1.) strategic positioning: you need to know where you come from and where you would like to go (in corporate world or in startup/Tech) only then you would be able to position yourself in networking, conferences, or become opinion/thought leader (if you are good at that/wish to become).

2.) network capital: in the guardian article above, it mentioned about strengthening alliances by helping them.. I would like to argue that 'networking capital' should be added to the equation, namely, if you are Reid Hoffman, making a call/email/introduction would be very much different than if it is from Bernie Madoff or even Lord Brown of ex BP now!?  but whilst an introduction or assistance by Lord Brown during his tenure as CEO of BP would have been very different (say in 2005, before his departure in 2007).

Therefore, I would like to argue that key to bear in mind is that your offer of assistance and thus likely return/investment of goodwill (for the future if the-aided would indeed return any favour, as this is not certain) would really depends on your "networking capital" which would probably be proportional to your business success so far, and/or the quality of your assistance.. of course, rule of thumb is that the more successful and respected you are, the more you can help others (should you wish to)

My suggestion therefore would be for those of you that might recognise that your own vulnerability, namely you WILL NOT stay in your position of power 'forever' (unless you own the private company with majority shareholding).. you should get out to network & when you can  help others (I know it is not worth your time now and you are too busy or too important).... one thing is for certain, you 'reap what you sow'... ;-)


Key excerpts below (would recommend you click through above to read the full article:

"Luckily, building your network doesn't have to be like that.

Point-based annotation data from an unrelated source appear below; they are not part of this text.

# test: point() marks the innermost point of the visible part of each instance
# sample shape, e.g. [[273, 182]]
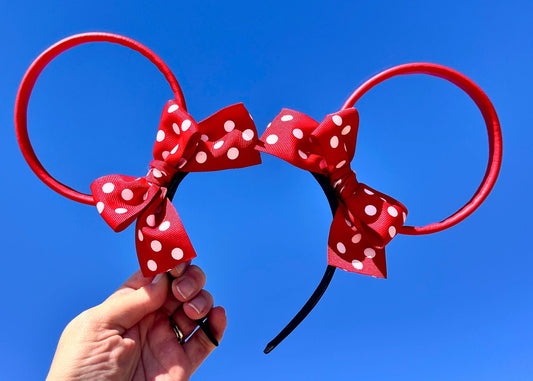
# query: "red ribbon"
[[224, 140], [366, 220]]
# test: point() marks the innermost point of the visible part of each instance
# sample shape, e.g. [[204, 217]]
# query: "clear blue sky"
[[457, 304]]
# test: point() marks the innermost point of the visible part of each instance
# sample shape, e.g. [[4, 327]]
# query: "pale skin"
[[128, 336]]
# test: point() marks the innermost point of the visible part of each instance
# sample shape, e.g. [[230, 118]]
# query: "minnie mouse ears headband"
[[222, 141], [364, 219]]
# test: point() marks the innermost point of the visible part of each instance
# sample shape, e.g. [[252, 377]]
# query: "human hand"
[[128, 336]]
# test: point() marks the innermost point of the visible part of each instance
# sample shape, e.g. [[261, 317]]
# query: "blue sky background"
[[457, 304]]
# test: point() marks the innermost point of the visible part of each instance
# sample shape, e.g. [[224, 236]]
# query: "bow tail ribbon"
[[363, 224], [161, 240]]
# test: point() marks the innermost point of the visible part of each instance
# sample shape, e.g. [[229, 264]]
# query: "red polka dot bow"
[[366, 220], [224, 140]]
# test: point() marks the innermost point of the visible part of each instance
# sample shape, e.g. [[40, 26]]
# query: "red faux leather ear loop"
[[28, 82], [376, 218], [491, 121], [21, 106]]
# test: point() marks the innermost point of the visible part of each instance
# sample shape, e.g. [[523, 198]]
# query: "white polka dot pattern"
[[356, 243], [224, 140]]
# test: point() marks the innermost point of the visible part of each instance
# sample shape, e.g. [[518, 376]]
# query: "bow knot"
[[222, 141], [344, 182], [161, 173], [366, 220]]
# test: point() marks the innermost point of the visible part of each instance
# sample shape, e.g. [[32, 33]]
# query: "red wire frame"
[[491, 121], [28, 82]]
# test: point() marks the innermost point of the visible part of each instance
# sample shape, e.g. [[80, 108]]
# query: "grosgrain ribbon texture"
[[366, 220], [224, 140]]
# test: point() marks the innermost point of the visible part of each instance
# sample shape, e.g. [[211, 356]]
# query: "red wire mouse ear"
[[491, 121], [26, 86]]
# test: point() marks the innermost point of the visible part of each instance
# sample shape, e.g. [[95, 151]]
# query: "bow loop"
[[120, 199], [181, 145], [366, 220]]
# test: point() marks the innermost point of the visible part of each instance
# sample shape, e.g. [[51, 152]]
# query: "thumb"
[[123, 310]]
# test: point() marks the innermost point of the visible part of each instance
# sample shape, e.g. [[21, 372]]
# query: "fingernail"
[[157, 278], [186, 288], [180, 269], [198, 304]]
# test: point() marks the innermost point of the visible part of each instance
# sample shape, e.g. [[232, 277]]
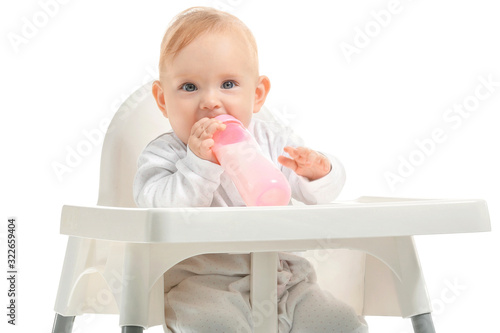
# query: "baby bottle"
[[258, 180]]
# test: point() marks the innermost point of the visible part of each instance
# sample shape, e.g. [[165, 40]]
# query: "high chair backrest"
[[137, 122]]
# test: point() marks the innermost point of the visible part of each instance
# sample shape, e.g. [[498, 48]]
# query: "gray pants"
[[210, 293]]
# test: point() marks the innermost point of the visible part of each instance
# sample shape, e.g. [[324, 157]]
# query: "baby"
[[208, 67]]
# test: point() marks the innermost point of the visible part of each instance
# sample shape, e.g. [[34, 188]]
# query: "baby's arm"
[[170, 175]]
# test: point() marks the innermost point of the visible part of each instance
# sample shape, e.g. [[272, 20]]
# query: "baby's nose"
[[210, 101]]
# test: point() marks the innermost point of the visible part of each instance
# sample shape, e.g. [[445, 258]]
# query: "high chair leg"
[[423, 323], [63, 324], [132, 329]]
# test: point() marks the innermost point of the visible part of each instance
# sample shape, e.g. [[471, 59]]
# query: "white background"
[[73, 71]]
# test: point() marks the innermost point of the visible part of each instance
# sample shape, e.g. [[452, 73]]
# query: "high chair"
[[117, 254]]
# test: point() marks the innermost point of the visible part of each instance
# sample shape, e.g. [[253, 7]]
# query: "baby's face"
[[213, 75]]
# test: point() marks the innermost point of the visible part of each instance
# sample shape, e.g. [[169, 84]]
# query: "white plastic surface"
[[116, 255]]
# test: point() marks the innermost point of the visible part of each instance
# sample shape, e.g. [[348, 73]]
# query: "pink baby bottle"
[[258, 180]]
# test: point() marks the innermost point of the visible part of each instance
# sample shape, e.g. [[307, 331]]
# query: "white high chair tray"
[[363, 218]]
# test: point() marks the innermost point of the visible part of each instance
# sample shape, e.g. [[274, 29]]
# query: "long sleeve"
[[170, 175]]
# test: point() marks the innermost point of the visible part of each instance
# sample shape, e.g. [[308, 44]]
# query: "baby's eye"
[[189, 87], [228, 85]]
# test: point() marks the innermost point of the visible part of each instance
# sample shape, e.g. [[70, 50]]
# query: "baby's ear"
[[159, 97], [263, 87]]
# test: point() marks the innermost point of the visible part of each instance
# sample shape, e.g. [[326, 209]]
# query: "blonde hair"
[[195, 21]]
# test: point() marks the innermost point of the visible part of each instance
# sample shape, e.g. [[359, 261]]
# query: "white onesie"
[[210, 293]]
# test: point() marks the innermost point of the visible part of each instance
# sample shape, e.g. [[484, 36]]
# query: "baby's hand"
[[200, 140], [306, 162]]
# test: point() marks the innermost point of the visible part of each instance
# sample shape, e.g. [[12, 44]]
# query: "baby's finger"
[[288, 162]]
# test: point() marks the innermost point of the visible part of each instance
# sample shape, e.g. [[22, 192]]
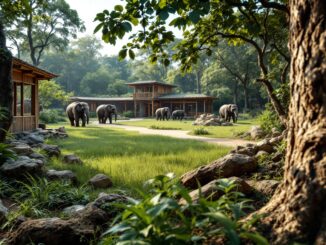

Old-school networkers are transactional. They pursue relationships thinking solely about what other people can do for them. Relationship builders, on the other hand, try to help others first. They don't keep score. And they prioritise high-quality relationships over a large number of connections.

Building a genuine relationship with another person depends on at least two abilities. The first is seeing the world from another person's perspective. No one knows that better than the skilled entrepreneur. Entrepreneurs succeed when they make stuff people will pay money for - and that means understanding what's going on in the heads of customers. Likewise, in relationships it's only when you put yourself in the other person's shoes that you begin to develop an honest connection.

The second ability is being able to think about how you can collaborate with and help the other person rather than thinking about what you can get. We're not suggesting that you be so saintly that a self-interested thought never crosses your mind. What we're saying is that your first move should always be to help. A study on negotiation found that a key difference between skilled and average negotiators was the time spent searching for shared interests and asking questions of the other person.

In contrast, the social networks of the people behind successful productions had a healthy balance: there were some strong ties, some weak ties. There was some established trust, but also enough new blood in the system to generate new ideas. Think of your network of relationships in the same way: the best professional network is both narrow/deep (allies with whom you collaborate regularly) and wide/ shallow (weak-tie acquaintances who offer fresh information and ideas)."